Based on a broad-ranging study of the dissemination and reception of utilitarian ideas in the areas of constitutional politics, law education, law reform, moral theory and political economy, Crimmins illustrates the complexities of the place of utilitarianism in the intellectual ferment of the times, in both its secular and religious forms, intersection with other doctrines, and practical outcomes. The pragmatic character of American political thought revealed—culminating in the postbellum rise of Pragmatism—stands in marked contrast to the conventional interpretations of intellectual history in this period.
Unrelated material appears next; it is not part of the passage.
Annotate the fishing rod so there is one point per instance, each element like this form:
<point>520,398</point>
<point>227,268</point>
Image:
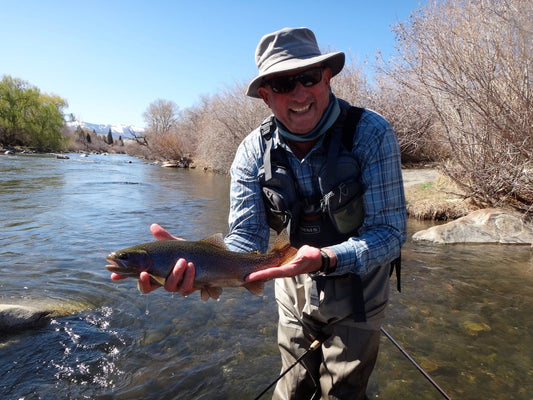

Utilitarianism in the Early American Republic will be of interest to academic specialists, and graduate and senior undergraduate students engaged in the history of political thought, moral philosophy and legal philosophy, particularly scholars with interests in utilitarianism, the trans-Atlantic transfer of ideas, the American political tradition and modern American intellectual history.

James E. Crimmins is Professor Emeritus and Research Fellow at Huron University College, Canada. He is a leading authority on utilitarianism and the history of utilitarian thought, on which subject he has published extensively, including The Bloomsbury Encyclopedia of Utilitarianism (2013; rept 2017), Utilitarian Philosophy and Politics: Bentham’s Later Years (2011; rept 2013), On Bentham (2004), Utilitarians and Religion (1998), and Secular Utilitarianism: Social Science and the Critique of Religion in the Thought of Jeremy Bentham (1990). He has also edited Religion, Secularization and Political Thought: Thomas Hobbes to J.S. Mill (1989; rept 2013), Church-of-Englandism and its Catechism Examined (with Catherine Fuller) for The Collected Works of Jeremy Bentham (2011), Utilitarians and Their Critics in America, 1789–1914 (with Mark G. Spencer), 4 vols (2005), and Bentham’s Auto Icon and Related Writings (2002), among other anthologies and collections.